First, of course, he developed a good product, Fruit Smack. But he changed the form of that good product into a dry product, in a vacuum pack, which was light in weight, and didn't break.
He kept his product line simple and manageable. He had a genius for merchandising and developed promotional stands and ads, which enabled the stores that used his product to sell it successfully.
Perhaps his shrewdest business move was to sell his company to General Foods, which had a much greater distribution network. GF promotion of the product world-wide, and their royalty agreement on each pack of Kool-Aid did indeed fulfill Edwin's promise to Kitty of a very comfortable life.

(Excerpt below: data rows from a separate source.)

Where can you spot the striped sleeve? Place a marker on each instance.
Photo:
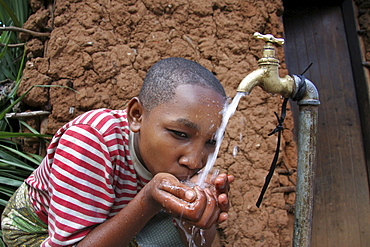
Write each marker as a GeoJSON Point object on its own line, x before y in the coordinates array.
{"type": "Point", "coordinates": [80, 185]}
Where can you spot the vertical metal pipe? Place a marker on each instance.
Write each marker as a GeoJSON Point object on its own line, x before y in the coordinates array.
{"type": "Point", "coordinates": [305, 175]}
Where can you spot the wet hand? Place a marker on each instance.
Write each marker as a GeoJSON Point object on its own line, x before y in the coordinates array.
{"type": "Point", "coordinates": [179, 199]}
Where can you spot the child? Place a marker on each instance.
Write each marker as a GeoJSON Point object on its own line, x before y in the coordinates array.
{"type": "Point", "coordinates": [110, 174]}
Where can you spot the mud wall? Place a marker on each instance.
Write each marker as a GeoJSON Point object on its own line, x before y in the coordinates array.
{"type": "Point", "coordinates": [103, 49]}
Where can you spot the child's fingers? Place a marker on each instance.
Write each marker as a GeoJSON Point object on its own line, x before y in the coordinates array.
{"type": "Point", "coordinates": [223, 202]}
{"type": "Point", "coordinates": [172, 185]}
{"type": "Point", "coordinates": [191, 211]}
{"type": "Point", "coordinates": [222, 217]}
{"type": "Point", "coordinates": [179, 190]}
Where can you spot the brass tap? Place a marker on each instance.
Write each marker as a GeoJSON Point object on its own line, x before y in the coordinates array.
{"type": "Point", "coordinates": [267, 75]}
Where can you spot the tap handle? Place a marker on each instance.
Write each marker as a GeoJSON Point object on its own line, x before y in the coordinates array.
{"type": "Point", "coordinates": [268, 38]}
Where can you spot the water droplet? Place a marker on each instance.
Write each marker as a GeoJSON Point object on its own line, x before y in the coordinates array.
{"type": "Point", "coordinates": [235, 150]}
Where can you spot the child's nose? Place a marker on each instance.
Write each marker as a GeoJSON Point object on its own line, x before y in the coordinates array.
{"type": "Point", "coordinates": [193, 160]}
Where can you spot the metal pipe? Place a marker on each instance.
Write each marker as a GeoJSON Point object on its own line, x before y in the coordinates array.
{"type": "Point", "coordinates": [267, 77]}
{"type": "Point", "coordinates": [306, 164]}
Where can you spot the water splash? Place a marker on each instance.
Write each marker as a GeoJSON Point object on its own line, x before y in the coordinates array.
{"type": "Point", "coordinates": [228, 111]}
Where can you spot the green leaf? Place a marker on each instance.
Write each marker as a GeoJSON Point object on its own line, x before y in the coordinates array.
{"type": "Point", "coordinates": [10, 182]}
{"type": "Point", "coordinates": [11, 13]}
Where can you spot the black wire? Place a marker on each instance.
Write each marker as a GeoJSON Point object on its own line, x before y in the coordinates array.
{"type": "Point", "coordinates": [278, 129]}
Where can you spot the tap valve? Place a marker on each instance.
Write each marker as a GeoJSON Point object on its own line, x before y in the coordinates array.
{"type": "Point", "coordinates": [267, 74]}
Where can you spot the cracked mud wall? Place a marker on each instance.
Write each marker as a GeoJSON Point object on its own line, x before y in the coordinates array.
{"type": "Point", "coordinates": [103, 49]}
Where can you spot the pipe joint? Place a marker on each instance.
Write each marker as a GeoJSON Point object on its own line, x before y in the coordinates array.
{"type": "Point", "coordinates": [310, 95]}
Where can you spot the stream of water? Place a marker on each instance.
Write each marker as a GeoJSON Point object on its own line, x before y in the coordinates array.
{"type": "Point", "coordinates": [228, 111]}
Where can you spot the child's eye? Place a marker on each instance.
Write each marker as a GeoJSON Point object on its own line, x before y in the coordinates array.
{"type": "Point", "coordinates": [212, 142]}
{"type": "Point", "coordinates": [179, 134]}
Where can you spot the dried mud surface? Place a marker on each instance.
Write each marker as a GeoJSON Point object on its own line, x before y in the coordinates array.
{"type": "Point", "coordinates": [103, 49]}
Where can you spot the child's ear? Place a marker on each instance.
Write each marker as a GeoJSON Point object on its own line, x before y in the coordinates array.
{"type": "Point", "coordinates": [134, 114]}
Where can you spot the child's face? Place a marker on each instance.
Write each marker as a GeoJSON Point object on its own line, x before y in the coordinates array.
{"type": "Point", "coordinates": [176, 137]}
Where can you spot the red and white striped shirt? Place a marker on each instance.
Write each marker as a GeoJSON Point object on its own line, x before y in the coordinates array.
{"type": "Point", "coordinates": [87, 176]}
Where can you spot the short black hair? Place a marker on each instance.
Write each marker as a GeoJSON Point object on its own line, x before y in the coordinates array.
{"type": "Point", "coordinates": [166, 75]}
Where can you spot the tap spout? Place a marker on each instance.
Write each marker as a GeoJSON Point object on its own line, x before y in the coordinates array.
{"type": "Point", "coordinates": [267, 77]}
{"type": "Point", "coordinates": [267, 74]}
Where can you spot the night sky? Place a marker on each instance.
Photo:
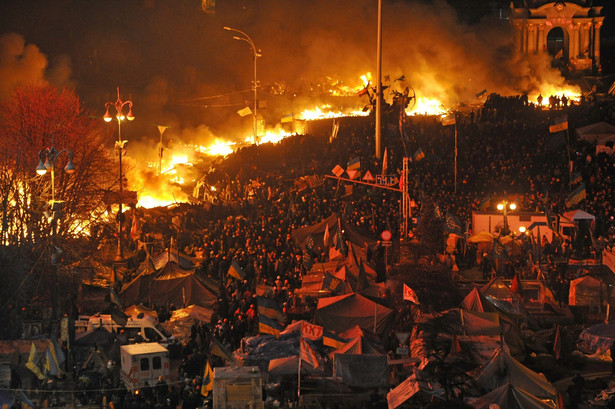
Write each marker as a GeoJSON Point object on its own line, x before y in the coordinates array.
{"type": "Point", "coordinates": [163, 54]}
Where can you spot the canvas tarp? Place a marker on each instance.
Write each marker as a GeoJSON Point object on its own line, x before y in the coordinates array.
{"type": "Point", "coordinates": [474, 301]}
{"type": "Point", "coordinates": [169, 285]}
{"type": "Point", "coordinates": [502, 368]}
{"type": "Point", "coordinates": [362, 370]}
{"type": "Point", "coordinates": [599, 133]}
{"type": "Point", "coordinates": [598, 338]}
{"type": "Point", "coordinates": [586, 291]}
{"type": "Point", "coordinates": [342, 312]}
{"type": "Point", "coordinates": [509, 396]}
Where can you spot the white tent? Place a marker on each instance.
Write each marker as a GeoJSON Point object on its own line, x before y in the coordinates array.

Frank Shoemaker remembers almost annual family summer vacations to Chicago and later to Florida with Uncle Edwin and Aunt Kitty. Edwin was a dedicated Chicago Cubs baseball fan and these trips always included afternoons at Wrigley Field. Frank's father and Edwin were old friends from the days in Hendley and would regularly sit up most of the night, trading between talks of old times and dreams of the future.
Edwin and Kitty did not have children of their own, but remained close with their Perkins and Shoemaker relatives. And they never forgot their Nebraska root. They visited here often, and through their Perkins Foundation they were instrumental in funding many projects. In and around Hastings, they made substantial gifts to Hastings College, Mary Lanning Memorial Hospital, Good Samaritan Retirement Village, the Hastings Museum and the Museum's Lied Super Screen Theater.
Southwest Nebraska continues to show the beneficial effects of the Perkins legacy through the various Shoemaker businesses and The Shoemaker Foundation.
Edwin Perkins and Kitty returned to Nebraska one last time, to be buried in Hastings, Edwin in 1961, Kitty in 1977.
They have been gone for many years now, yet their memory is invoked every summer, each time a young entrepreneur hawks a frosty fruit flavored drink from his/her neighborhood Kool-Aid stand
Source: McCook Museum of the High Plains archives and Personal recollections.



Having lived in McCook from l984 until l997, I enjoy reading the Gazette online. I especially enjoy Walt's columns. Thank you Walt, for the well crafted historial tidbits of McCook History, particularly the recent article about Dr. Batty.
FYI, the Museum in Hastings NE has an area devoted to the Kool Aid Story.